Après les Jeux de 68, dans les premiers mois on a profité des aménagements. Les grands boulevards au lendemain des JO c’était pas désagréable. Mais rapidement, comme on avait créé une offre routière, les voitures s’y sont engouffrées, les gens ont acheté des voitures. L’ADTC a commencé à évoquer le tram, et l’adjoint à l’urbanisme, Jean Verlhac, en 71, est venu nous voir au PSU et nous a dit : "vous vous rendez compte à l’ADTC ils veulent le tram, comme le tram de nos grands-mères". Le monde associatif a évolué plus vite et a mis en débat dans la population le tram. Un peu comme pour la rocade aujourd’hui. Les élus sont tous pour, mais l’ADTC prévient que c’est une bêtise.

En 65 avec des copains de la municipalité on avait mis en avant un rapport de Buchanan, un Anglais, qui avait écrit "Traffic in town" et qui privilégiait le piéton en ville, en mettant en garde contre la voiture.

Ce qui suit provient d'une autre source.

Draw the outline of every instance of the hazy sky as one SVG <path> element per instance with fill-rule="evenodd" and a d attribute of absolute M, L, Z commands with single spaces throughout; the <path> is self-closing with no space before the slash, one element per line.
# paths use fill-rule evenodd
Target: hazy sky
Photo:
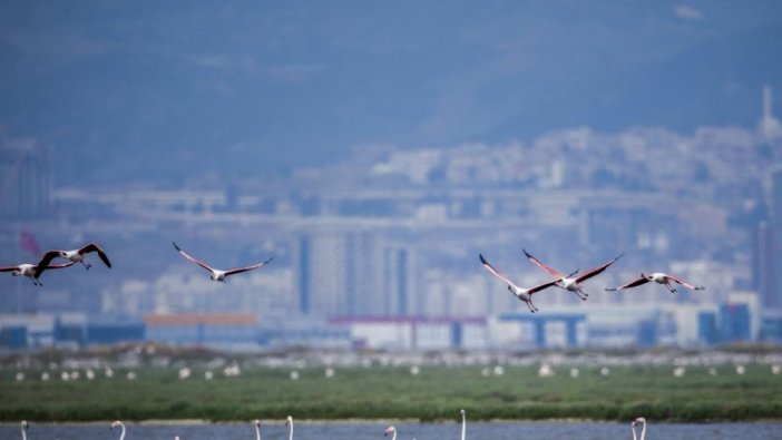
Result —
<path fill-rule="evenodd" d="M 752 126 L 779 1 L 3 1 L 0 139 L 58 184 L 182 184 L 356 146 Z M 778 94 L 782 95 L 782 94 Z"/>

La ville est faite pour rassembler, et les hommes ne se rassemblent pas dans des voitures mais en tête à tête, à pied. On sentait déjà le danger à l’époque. Pourtant, on a, j’ai laissé faire des erreurs de techniciens qui ont adapté la ville à la voiture, avec trop de voies, trop larges, avec des courbures de virages permettant de tourner à toute vitesse. On a cédé à la pression des techniciens, qui avaient forcément raison. Sur les boulevards, à une époque, on pouvait rouler à 100 à l’heure. J’en ai fait l’expérience. Boulevard Jean Pain devant la mairie les gens roulaient à 100 à l’heure jusqu’au boulevard Agutte Sembat, sur deux fois trois voies. Il a fallu faire changer les mentalités centimètre par centimètre. On a construit des villes pour la périphérie, chacun son petit pavillon, sa voiture.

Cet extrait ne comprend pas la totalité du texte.